Ponchielli – La Gioconda – Marseille (octobre)
Rarement joué en france, on y retrouvera quelques grandes voix comme Béatrice Uria-Monzon (pas gracieuse, certes), Qiulin Zhang (le grand contralto dramatique du moment, avec Anna Larsson) et Fabio Armiliato.
Dans le rôle-titre, Micaela Carosi, valeur sûre (dans des souliers un peu grands ?), et Elena Popovskaya, jeune dramatique plus trémulante, mais assez impressionnante.

Rossini – Moïse et Pharaon – Marseille (novembre)
En version de concert, dans une luxueuse distribution : Mariella Devia, Annick Massis, Jean-François Lapointe, Ildar Abdrazakov, Philippe Talbot, Julien Dran, Nicolas Courjal.

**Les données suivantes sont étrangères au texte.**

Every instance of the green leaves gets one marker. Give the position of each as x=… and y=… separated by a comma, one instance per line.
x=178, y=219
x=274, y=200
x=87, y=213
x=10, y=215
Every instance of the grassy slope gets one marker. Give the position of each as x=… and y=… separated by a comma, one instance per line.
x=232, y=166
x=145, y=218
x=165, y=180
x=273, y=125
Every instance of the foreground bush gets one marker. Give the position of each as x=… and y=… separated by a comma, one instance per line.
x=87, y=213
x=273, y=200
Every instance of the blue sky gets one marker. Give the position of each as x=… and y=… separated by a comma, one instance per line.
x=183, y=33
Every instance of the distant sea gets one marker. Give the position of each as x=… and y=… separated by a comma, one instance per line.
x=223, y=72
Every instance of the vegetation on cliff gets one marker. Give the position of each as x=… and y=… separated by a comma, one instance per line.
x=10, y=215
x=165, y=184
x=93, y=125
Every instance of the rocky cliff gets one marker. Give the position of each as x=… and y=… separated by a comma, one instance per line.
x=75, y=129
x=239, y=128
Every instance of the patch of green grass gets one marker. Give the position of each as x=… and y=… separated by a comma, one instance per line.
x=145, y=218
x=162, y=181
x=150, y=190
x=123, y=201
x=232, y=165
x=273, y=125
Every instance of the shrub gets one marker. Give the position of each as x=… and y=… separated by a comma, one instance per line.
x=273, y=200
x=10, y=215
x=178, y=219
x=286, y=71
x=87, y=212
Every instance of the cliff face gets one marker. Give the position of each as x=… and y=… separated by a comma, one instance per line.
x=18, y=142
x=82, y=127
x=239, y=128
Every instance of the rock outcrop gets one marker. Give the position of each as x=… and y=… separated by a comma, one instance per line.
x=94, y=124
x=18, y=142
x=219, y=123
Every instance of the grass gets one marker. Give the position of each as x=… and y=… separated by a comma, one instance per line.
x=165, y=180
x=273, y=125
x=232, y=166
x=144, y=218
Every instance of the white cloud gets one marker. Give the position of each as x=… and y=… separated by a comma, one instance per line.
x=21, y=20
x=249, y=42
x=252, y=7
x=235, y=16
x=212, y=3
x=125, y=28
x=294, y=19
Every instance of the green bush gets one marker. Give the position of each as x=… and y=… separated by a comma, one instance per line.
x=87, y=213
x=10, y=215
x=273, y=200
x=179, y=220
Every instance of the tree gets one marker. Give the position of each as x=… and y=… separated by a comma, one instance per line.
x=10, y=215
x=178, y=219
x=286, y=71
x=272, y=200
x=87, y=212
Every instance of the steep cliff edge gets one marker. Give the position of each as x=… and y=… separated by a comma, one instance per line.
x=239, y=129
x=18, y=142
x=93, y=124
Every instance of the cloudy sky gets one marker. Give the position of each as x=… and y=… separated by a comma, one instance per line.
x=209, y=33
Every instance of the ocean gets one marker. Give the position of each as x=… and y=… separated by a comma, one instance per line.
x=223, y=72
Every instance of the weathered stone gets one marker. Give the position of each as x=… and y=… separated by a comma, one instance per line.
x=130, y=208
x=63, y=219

Schubert – Fierrabras – Bruxelles (janvier)
Opéra avec dialogues, très inégal, mais dispensant beaucoup de moment de pur bonheur, à commencer par les longs mélodrames, le chœur a cappella des chevaliers captifs et plusieurs grands ensembles.
Version de concert aux Bozar, avec une très belle distribution : Juliane Banse, Kurt Streit, Bernard Richter, Dietrich Henschel, Steven Humes, Robert Bork... Dirigé par Ádám Fischer, que j'admire considérablement dans Wagner et supporte mal dans Haydn, donc mystère.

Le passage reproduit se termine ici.